Information Rights Management (IRM): A technology that provides persistent protection to digital data by using encryption, certificates, and authentication. Authorized recipients or users acquire a license to gain access to the protected files according to the rights or business rules that are set by the content owner.

language code identifier (LCID): A 32-bit number that identifies the user interface human language dialect or variation that is supported by an application or a client computer.

little-endian: Multiple-byte values that are byte-ordered with the least significant byte stored in the memory location with the lowest address.

MD5: A one-way, 128-bit hashing scheme that was developed by RSA Data Security, Inc., as described in [RFC1321].

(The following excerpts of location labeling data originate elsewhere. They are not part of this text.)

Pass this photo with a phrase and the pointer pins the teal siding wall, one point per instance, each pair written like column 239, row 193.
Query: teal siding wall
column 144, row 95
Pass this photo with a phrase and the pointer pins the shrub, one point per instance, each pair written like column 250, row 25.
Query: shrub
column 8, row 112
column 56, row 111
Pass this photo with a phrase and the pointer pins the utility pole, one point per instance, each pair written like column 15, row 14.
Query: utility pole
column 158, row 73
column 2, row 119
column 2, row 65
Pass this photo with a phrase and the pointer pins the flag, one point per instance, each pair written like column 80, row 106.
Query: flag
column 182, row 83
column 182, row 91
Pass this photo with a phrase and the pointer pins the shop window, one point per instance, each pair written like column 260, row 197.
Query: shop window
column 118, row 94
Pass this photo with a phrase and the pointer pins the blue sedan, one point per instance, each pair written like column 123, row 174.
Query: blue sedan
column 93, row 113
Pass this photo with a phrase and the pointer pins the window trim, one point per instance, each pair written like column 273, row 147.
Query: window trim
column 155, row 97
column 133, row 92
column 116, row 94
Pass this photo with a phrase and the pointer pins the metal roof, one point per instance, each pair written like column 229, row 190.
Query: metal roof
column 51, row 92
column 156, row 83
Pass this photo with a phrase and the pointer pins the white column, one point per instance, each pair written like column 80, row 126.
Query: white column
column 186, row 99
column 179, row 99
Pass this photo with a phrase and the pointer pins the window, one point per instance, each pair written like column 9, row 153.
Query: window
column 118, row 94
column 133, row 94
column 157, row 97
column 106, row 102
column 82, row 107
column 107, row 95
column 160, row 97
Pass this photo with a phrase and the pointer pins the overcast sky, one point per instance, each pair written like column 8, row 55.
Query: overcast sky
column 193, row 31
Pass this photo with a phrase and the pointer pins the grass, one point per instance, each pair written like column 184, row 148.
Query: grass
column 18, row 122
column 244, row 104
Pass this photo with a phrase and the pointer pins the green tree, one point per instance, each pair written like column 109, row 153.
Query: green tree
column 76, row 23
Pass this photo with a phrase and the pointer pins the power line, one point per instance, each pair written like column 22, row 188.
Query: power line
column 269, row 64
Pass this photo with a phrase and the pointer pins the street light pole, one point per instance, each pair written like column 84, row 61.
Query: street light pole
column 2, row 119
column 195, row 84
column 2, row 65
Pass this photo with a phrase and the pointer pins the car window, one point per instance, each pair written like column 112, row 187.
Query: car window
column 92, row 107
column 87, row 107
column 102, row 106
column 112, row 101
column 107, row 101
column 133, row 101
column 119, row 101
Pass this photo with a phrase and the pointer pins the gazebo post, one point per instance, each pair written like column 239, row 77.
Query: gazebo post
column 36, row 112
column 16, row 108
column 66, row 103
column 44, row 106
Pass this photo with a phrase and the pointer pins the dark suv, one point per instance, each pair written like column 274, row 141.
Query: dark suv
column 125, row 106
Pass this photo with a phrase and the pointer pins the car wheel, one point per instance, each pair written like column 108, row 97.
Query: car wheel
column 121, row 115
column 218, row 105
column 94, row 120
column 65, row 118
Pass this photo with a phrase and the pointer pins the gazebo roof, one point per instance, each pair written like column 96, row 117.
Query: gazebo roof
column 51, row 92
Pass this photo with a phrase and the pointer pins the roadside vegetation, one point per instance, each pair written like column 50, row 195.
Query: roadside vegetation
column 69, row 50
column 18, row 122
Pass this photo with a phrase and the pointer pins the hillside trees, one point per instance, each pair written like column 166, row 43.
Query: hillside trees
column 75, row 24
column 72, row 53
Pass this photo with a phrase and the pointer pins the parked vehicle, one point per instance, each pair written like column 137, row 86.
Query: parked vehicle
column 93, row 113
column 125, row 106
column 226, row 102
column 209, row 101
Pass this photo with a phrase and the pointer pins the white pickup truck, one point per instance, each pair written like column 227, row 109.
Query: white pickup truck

OLE compound file: A form of structured storage, as described in [MS-CFB]. A compound file allows independent storages and streams to exist within a single file.

protected content: Any content or information, such as a file, Internet message, or other object type, to which a rights-management usage policy is assigned and is encrypted according to that policy. See also Information Rights Management (IRM).

RC4: A variable key-length symmetric encryption algorithm. For more information, see [SCHNEIER] section 17.1.

salt: An additional random quantity, specified as input to an encryption function that is used to increase the strength of the encryption.

SHA-1: An algorithm that generates a 160-bit hash value from an arbitrary amount of input data, as described in [RFC3174]. SHA-1 is used with the Digital Signature Algorithm (DSA) in the Digital Signature Standard (DSS), in addition to other algorithms and standards.

storage: An element of a compound file that is a unit of containment for one or more storages and streams, analogous to directories in a file system, as described in [MS-CFB].

stream: An element of a compound file, as described in [MS-CFB]. A stream contains a sequence of bytes that can be read from or written to by an application, and they can exist only in storages.

transform: An operation that is performed on data to change it from one form to another. Two examples of transforms are compression and encryption.

Unicode: A character encoding standard developed by the Unicode Consortium that represents almost all of the written languages of the world. The Unicode standard [UNICODE5.0.0/2007] provides three forms (UTF-8, UTF-16, and UTF-32) and seven schemes (UTF-8, UTF-16, UTF-16 BE, UTF-16 LE, UTF-32, UTF-32 LE, and UTF-32 BE).